As the hapless campaign has unfolded, it has become increasingly clear that what is happening in Great Britain has little or no relevance for people here.
In fact, all Sunak’s July poll has done is to give the bigots an added incentive to roll out the sectarian threats and build their pyres higher.
“All Taigs will be crucified,” ran Friday’s headline reporting abuse aimed at SDLP election workers. Well, at least it’s an advance on “crucifixion’s too good for them”.
Sectarianism at election time comes in all shapes and sizes, from the naked and very public abuse being witnessed daily by people on the campaign trail, to much more subtle decisions taken on the ground by so-called grown-up politicians who are prepared to sacrifice their party’s overall share of the vote by stepping aside to ensure ‘them’uns’ don’t get in.
‘Pacts? What pacts?’ The electorate can see through the demure smiles.
Call me old-fashioned but (and with all due respect to the inestimable Brian Feeney) I believe politicians should let the electorate decide who to vote for. If you’re not prepared to stand and be counted, you’re nothing more than a pressure group.
The needs of this part of the world have always been well down the pecking order when British – or should that be English – politicians are plotting their course. Time and time again, decisions have been taken at Westminster with ramifications which undermine peace and progress here.
To be fair, Scots and Welsh members of this so-called United Kingdom have also been disrespected by English MPs, who dominate parliament by sheer force of numbers.
But neither Scotland nor Wales has had to endure the levels of civil strife suffered by people here. And while there have been gross miscarriages of justice in all corners of the UK, no-one else has had to endure state violence on a scale witnessed in Northern Ireland – though people in mining communities might take issue with that.
I know that even the devil can cite scripture for his own purpose, but it is worth recalling Lord Carson’s verdict on the Tory Party some 100 years ago.
“What a fool I was. I was only a puppet, and so was Ulster, and so was Ireland, in the political game that was to get the Conservative Party into power.”
He went on to say that having supported them, they “kick the ladder away without any concern for the pain, or injury, or mischief, or damage that they do to those who have helped them to gain power”.
There, in a couple of sentences, you have the plight of the north summed up. And it’s more than a fitting epitaph too for the hapless DUP who foolishly aligned with the Tory right and a mendacious Boris Johnson only to be rewarded with a border down the Irish Sea and a couple of seats in the House of Lords.

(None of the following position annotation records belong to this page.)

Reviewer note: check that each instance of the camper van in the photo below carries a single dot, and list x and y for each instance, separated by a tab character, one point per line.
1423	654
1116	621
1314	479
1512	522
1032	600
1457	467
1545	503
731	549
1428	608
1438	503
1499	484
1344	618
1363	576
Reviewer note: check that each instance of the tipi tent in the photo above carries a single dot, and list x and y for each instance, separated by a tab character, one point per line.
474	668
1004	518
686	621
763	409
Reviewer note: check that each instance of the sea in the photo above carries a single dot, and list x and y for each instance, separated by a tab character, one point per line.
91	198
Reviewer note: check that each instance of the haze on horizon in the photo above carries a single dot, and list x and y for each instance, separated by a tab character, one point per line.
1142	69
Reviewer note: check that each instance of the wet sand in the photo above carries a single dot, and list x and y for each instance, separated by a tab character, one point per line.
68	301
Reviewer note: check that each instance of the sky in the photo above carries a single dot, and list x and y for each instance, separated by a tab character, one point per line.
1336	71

Indigenous politicians will have to take their share of the blame for the collapsing National Health Service here, for the schools that are letting too many children down, and for the chronically underpowered economy.
But at the root of all our ills is a national legislature focused primarily on the south of England, with a ruling party still wedded to austerity for working people while enriching those who already have wealth, and led by a prime minister so inept he could not beat even Liz Truss for leadership of his party.
At the root of all our ills is a national legislature focused primarily on the south of England, with a ruling party still wedded to austerity for working people while enriching those who already have wealth, and led by a prime minister so inept he could not beat even Liz Truss for leadership of his party
Starmer’s Labour will, I fear, be little different. With the exception of Blair’s role in the peace process – and that was driven primarily by Mo Mowlam - Labour has toed the establishment line, supported suppression and hushed up state wrongdoing. Starmer’s boasts about his role as Director of Public Prosecutions ring hollow with many.
Unionism needs to waken up to the con job being perpetrated on them by politicians wrapped in red, white and blue, but who are wedded solely to the cross of St George (a Turk by the way).
The truth is that they can be British within a reunited Ireland, and with the benefit of being rid of decision-makers in Westminster who care not one bit for these six wee counties in the north-east of Ireland.